Sessão aconteceu na manhã da terça-feira após o feriado da Consciência Negra, após notificação ser feita no sábado, por e-mail
Lázaro Jr.
19/12/2023 às 21h07
Anizio Antônio da Silva e José Ademir Piccoli Júnior deverão ser reempossados (Fotos: Reprodução) Anizio Antônio da Silva e José Ademir Piccoli Júnior deverão ser reempossados (Fotos: Reprodução)
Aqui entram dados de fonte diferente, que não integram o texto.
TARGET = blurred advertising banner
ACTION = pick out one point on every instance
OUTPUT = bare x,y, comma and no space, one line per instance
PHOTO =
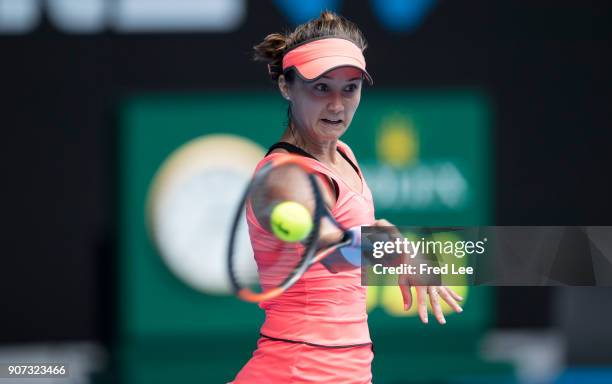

O TJ-SP (Tribunal de Justiça de São Paulo) mandou a Câmara de Buritama devolver os mandatos dos vereadores Anizio Antônio da Silva (PSD) e José Ademir Piccoli Júnior (Pode), o Júnior Piccoli, que perderam as cadeiras em sessão realizada em 21 de novembro.

 

Eles foram julgados pelo Conselho de Ética da Câmara por terem enviado a órgãos de fiscalização, denúncia de suposta irregularidade cometida pelo chefe do Poder Executivo. Segundo a denúncia, eles teriam extrapolado as atribuições como parlamentar, por terem feito isso de forma direta, em nome do Legislativo Municipal.

 

Recurso apresentado pela defesa dos vereadores foi apreciado pela 4ª Câmara de Direito Público do tribunal, na segunda-feira (18). O relator, desembargador Paulo Barcellos Gatti, suspendeu os efeitos da cassação dos mandatos e estipulou multa diária de R$ 10 mil até o limite de R$ 300 mil, em caso de descumprimento.

 

Ele determinou ainda, o envio de cópia dos autos ao Ministério Público, para apurar eventuais práticas de infrações político-administrativas e criminais, pois quando foi votada a cassação, ainda havia uma questão sub judice, contra o processo administrativo disciplinar.

 

Recurso

 

Ao recorrer da cassação dos mandatos, as defesas alegaram que havia expirado o prazo de duração do processo administrativo, que é de 90 dias para conclusão. O procedimento havia sido suspenso após ingressar com mandado de segurança, sem suspensão de prazo.

 

Alega ainda que houve cerceamento de defesa, pois as provas apresentadas no processo disciplinar foram indeferidas pela comissão, inclusive sem o direito de os vereadores teremo depoimento colhido pessoalmente.

 

Julgamento

 

O desembargador cita na decisão que o agravo de instrumento fora distribuído no dia 17 de novembro, sem informação de quando seria realizado o próximo ato no processo administrativo disciplinar. Essa informação também não estava disponível nos autos.

 

Após o pedido de novos documentos, foi verificado que no sábado seguinte, o presidente da Câmara, Adriano Carlo de Carvalho, notificou os dois vereadores sobre a designação de sessão extraordinária para julgamento do processo disciplinar.

 

O julgamento aconteceu na terça-feira (21). “Ou seja, logo após a distribuição do presente recurso, repentinamente foi designada a sessão que julgaria o PAD do agravante, frise-se, com surpreendente celeridade por parte do Legislativo Municipal”, consta no despacho.

 

Acesso à Justiça

 

Ao suspender a cassação, o TJ-SP entendeu que a decisão da Câmara caminhou em sentido contrário ao princípio basilar do acesso à Justiça, previsto na Constituição Federal. O relator cita ainda que a notificação da realização da sessão extraordinária foi encaminhada via e-mail no sábado, para realização no próximo dia útil, já que no dia 20 foi feriado estadual da Consciência Negra.

 

“Dessa forma, nota-se uma excepcionalidade no presente caso, pois a sequência dos atos tornou impraticável a sua análise pelo Poder Judiciário, antes da realização da referida sessão extraordinária de julgamento, haja vista que a informação relativa ao agendamento dela só poderia ser apreciada na terça-feira, dia 21.11 exatamente no dia da sua realização”. 

 

O desembargador acrescenta que a sessão teve início às 9h, antes mesmo do início do expediente regimental do Tribunal de Justiça. “É de se reconhecer, portanto, que o ato de agendamento da sessão de julgamento do agravante, nos moldes como realizado, foi aparentemente contrário à garantia de acesso à Justiça, pois a sessão foi marcada após o encerramento do expediente forense (no sábado, às 10h13), e ocorreu anteriormente à reabertura do expediente (às 9h da terça-feira, após feriado estadual durante toda a segunda-feira)”.

 

Providências

 

A reportagem encaminhou e-mail à Câmara de Buritama perguntando sobre quais providências estão sendo tomadas com relação à decisão, mas não teve resposta até o início da noite desta terça-feira (19).